All types carry a lifetime parameter `'a` tied to the input buffer (zero-copy
borrowed fields).
### `ProofNode`
```rust
pub type ProofNode = OctetString;
```
A single hash value in an inclusion path (spec §4.3.2). `ProofNode` is a plain
`OCTET STRING` containing the sibling hash at one level of the tree. There are
no direction bits; direction is determined from the leaf index at verification
time.
### `InclusionProof`
```rust
pub struct InclusionProof {
pub log_entry_index: Integer,
pub tree_size: Integer,
pub subtree_start: Integer,
pub subtree_end: Integer,
pub inclusion_path: Vec<ProofNode>,
}
```
Per spec §6.1 MTCProof. `subtree_start` and `subtree_end` bound the subtree
attested by the accompanying cosignature (`[subtree_start, subtree_end)`).
`log_entry_index` is the absolute leaf position in the full log; this must equal
the `serialNumber` field of the enclosed `TBSCertificate` (see
`verify_serial_number` below).
### `TBSCertificateLogEntry`
```rust
pub struct TBSCertificateLogEntry<'a> {
pub version: Option<Integer>, // [0] EXPLICIT, DEFAULT 0
pub issuer: Name<'a>,
pub validity: Validity<'a>,
pub subject: Name<'a>,
pub subject_public_key_algorithm: AlgorithmIdentifier<'a>,
pub subject_public_key_info_hash: OctetString, // SHA-256 of SubjectPublicKeyInfo
pub issuer_unique_id: Option<BitStringRef<'a>>, // [1] EXPLICIT
pub subject_unique_id: Option<BitStringRef<'a>>, // [2] EXPLICIT
pub extensions: Option<RawDer<'a>>, // [3] EXPLICIT
}
```
Fields changed relative to earlier drafts:
- `subject_public_key_info_hash` (was `subject_public_key_hash`)
- `extensions` is at tag `[3]` (was `[2]`)
- `version` is a new optional field at tag `[0] EXPLICIT INTEGER DEFAULT 0`
### `CosignerID`
```rust
pub type CosignerID<'a> = TrustAnchorID<'a>;
pub struct TrustAnchorID<'a> {
pub hash_algorithm: AlgorithmIdentifier<'a>,
pub public_key: SubjectPublicKeyInfo<'a>,
}
```
`CosignerID` mirrors `LogID`: a cosigner is identified by a hash algorithm and
its public key. The previous structure (`{ issuer: Name, serialNumber:
INTEGER }`) was replaced by this `TrustAnchorID`-style identity.
### `verify_subtree_inclusion_proof`
```rust
pub fn verify_subtree_inclusion_proof(
algorithm: HashAlgorithm,
index: u64,
start: u64,
end: u64,
leaf_hash: &[u8],
proof_path: &[Vec<u8>],
expected_subtree_hash: &[u8],
) -> Result<()>
```
Verifies a compact proof path against a specific subtree root hash (spec
§4.3.3). Translates the absolute `index` to a subtree-relative position
(`index - start`) and delegates to `verify_inclusion_proof`. Use this instead
of `verify_subtree_consistency` when only a proof path (not all leaf hashes) is
available. Exported from `synta_mtc::crypto`.

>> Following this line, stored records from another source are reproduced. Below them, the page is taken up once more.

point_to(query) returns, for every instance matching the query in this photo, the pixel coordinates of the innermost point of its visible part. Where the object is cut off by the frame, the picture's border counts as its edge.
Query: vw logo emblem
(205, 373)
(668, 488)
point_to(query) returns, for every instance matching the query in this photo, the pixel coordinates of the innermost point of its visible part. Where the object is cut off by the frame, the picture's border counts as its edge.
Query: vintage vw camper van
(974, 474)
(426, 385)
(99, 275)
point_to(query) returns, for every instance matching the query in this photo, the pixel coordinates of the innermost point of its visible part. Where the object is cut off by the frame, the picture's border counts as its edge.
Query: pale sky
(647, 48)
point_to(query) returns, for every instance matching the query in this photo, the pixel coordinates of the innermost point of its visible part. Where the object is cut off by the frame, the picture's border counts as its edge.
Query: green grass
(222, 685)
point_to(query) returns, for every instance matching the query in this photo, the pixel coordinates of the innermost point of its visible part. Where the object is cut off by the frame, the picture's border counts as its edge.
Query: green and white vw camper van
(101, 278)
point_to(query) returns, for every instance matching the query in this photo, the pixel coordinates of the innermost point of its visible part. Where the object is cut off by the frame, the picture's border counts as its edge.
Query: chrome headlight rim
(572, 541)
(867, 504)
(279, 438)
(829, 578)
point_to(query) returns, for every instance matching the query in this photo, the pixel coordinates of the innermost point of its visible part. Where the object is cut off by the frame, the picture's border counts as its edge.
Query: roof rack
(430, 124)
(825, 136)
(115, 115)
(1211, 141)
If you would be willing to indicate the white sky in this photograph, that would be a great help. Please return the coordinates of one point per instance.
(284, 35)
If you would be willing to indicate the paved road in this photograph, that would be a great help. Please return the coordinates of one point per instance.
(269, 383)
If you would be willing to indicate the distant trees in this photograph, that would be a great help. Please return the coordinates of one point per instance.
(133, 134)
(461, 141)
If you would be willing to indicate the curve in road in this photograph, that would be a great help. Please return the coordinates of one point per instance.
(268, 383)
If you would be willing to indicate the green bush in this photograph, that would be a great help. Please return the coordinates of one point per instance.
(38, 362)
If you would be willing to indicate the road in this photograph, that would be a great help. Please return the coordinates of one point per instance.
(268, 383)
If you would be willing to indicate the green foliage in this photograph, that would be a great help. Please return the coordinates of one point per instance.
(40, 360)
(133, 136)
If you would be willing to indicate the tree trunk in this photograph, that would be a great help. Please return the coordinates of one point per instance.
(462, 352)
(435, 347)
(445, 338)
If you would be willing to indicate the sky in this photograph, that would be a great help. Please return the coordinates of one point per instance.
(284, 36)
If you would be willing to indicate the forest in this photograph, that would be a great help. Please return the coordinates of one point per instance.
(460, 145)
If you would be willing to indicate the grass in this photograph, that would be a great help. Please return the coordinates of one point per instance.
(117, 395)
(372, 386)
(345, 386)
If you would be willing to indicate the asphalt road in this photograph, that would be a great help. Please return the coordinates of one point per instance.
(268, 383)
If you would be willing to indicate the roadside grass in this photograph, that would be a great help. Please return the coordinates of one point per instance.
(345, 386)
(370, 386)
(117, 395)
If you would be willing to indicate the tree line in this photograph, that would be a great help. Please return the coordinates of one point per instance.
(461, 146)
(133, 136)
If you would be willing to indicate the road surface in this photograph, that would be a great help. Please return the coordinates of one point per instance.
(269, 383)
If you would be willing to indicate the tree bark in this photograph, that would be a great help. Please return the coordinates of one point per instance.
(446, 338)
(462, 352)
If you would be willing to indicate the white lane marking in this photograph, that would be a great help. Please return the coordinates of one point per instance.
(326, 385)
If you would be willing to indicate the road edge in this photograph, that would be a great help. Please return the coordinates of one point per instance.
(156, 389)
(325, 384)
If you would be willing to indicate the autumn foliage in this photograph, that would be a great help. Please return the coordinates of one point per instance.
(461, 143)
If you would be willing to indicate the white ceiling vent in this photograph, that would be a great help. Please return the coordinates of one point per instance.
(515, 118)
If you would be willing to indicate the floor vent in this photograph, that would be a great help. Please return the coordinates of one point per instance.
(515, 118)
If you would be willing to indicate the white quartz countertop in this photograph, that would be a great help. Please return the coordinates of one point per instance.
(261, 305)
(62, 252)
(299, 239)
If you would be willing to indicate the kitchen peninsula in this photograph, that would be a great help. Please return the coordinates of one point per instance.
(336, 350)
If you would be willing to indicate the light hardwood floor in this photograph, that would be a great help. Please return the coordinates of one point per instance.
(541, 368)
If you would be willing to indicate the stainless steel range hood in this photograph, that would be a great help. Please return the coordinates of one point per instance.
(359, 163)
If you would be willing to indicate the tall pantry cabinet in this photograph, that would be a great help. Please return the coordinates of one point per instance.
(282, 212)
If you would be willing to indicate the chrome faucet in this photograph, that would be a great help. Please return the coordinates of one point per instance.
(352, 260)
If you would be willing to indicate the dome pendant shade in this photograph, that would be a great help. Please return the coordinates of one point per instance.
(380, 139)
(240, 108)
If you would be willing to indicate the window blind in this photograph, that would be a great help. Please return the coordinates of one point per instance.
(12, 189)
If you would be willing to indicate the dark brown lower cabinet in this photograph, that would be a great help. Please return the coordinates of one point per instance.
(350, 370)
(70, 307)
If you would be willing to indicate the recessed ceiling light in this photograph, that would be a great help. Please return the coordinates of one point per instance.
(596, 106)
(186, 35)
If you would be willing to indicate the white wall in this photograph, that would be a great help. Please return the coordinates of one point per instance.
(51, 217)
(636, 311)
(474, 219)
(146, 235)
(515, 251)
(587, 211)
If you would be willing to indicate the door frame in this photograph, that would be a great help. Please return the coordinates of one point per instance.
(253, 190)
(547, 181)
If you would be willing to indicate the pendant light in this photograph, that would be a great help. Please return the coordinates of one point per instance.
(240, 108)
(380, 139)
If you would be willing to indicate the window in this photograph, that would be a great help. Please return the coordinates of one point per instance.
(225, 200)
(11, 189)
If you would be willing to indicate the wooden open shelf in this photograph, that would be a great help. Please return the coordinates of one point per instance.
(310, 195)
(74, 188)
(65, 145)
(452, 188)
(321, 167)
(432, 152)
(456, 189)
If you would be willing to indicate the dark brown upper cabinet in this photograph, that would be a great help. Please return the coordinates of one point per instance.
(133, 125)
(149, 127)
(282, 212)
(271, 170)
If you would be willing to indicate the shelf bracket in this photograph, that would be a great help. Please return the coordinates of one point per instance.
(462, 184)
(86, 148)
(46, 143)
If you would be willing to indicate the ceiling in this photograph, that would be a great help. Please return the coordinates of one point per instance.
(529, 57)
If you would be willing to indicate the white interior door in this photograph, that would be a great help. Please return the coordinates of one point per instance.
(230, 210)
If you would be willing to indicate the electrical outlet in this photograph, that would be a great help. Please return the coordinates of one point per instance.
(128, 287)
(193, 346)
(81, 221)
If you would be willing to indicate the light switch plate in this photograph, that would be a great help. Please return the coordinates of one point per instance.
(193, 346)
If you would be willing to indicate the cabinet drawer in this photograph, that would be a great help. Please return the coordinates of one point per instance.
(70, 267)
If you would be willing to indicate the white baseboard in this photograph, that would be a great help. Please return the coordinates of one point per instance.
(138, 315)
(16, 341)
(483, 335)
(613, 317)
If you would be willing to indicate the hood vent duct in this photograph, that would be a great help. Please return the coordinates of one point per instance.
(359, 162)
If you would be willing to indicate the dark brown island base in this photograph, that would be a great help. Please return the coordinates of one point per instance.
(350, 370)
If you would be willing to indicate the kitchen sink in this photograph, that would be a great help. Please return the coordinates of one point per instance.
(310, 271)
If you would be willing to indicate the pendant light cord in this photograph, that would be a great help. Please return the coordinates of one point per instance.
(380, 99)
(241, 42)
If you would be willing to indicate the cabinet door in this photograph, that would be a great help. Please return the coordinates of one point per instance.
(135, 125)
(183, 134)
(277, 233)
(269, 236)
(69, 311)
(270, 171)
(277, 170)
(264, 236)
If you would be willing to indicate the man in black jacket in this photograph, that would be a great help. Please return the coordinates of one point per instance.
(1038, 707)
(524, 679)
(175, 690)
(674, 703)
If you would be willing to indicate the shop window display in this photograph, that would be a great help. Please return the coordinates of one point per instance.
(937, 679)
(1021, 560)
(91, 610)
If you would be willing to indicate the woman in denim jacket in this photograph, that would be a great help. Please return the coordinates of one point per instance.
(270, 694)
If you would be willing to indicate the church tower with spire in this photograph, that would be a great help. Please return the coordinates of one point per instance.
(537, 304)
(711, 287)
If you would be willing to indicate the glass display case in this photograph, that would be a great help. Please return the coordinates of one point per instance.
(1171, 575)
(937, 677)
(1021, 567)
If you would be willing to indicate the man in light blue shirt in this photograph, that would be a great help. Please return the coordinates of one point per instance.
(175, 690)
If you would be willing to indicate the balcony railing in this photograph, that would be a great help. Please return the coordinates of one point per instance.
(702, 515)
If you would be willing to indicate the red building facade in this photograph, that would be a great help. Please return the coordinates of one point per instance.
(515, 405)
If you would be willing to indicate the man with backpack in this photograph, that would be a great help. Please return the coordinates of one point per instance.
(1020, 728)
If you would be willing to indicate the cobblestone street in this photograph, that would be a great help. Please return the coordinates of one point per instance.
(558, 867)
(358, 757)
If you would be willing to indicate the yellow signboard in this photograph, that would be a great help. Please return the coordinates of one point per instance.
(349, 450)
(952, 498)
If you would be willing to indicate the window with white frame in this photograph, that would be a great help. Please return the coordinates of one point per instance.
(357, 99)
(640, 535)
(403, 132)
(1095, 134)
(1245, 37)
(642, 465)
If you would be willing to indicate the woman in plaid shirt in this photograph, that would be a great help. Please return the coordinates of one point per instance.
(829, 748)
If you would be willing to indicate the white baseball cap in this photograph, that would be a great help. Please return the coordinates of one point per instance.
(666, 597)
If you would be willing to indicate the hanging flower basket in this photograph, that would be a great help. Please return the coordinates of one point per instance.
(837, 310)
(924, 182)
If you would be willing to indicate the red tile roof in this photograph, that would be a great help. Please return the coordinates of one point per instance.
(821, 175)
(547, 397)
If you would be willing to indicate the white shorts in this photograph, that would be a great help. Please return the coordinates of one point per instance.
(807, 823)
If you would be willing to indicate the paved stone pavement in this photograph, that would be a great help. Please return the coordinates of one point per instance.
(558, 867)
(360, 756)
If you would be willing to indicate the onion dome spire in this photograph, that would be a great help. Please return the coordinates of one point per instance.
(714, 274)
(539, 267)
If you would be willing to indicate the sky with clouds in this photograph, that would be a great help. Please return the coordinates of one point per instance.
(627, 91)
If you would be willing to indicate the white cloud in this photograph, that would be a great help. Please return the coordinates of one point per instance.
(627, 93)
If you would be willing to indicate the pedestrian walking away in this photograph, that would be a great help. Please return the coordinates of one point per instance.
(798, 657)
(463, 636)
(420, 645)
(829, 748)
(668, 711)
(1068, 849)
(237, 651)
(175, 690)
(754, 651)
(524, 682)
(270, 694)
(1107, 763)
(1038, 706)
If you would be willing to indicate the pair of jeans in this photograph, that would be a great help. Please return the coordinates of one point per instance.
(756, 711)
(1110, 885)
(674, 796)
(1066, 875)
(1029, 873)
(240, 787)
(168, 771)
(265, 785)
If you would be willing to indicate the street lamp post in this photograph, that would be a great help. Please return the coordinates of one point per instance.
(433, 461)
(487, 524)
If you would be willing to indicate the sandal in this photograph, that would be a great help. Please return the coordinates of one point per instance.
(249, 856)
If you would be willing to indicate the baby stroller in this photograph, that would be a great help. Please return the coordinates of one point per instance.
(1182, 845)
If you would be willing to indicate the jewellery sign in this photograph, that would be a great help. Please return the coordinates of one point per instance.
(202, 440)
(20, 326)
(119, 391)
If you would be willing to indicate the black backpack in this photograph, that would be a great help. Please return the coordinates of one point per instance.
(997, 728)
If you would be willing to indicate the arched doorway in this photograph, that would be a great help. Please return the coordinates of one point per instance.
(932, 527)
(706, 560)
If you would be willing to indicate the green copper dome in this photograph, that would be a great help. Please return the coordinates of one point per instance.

### Serial number enforcement
Per spec §6.1, the `TBSCertificate.serialNumber` field of a Merkle Tree
Certificate must equal its `log_entry_index` and must be at least 1 (0 is
reserved for `null_entry`). The `CertificateValidator` checks this constraint
automatically as part of both `validate_standalone` and `validate_landmark`.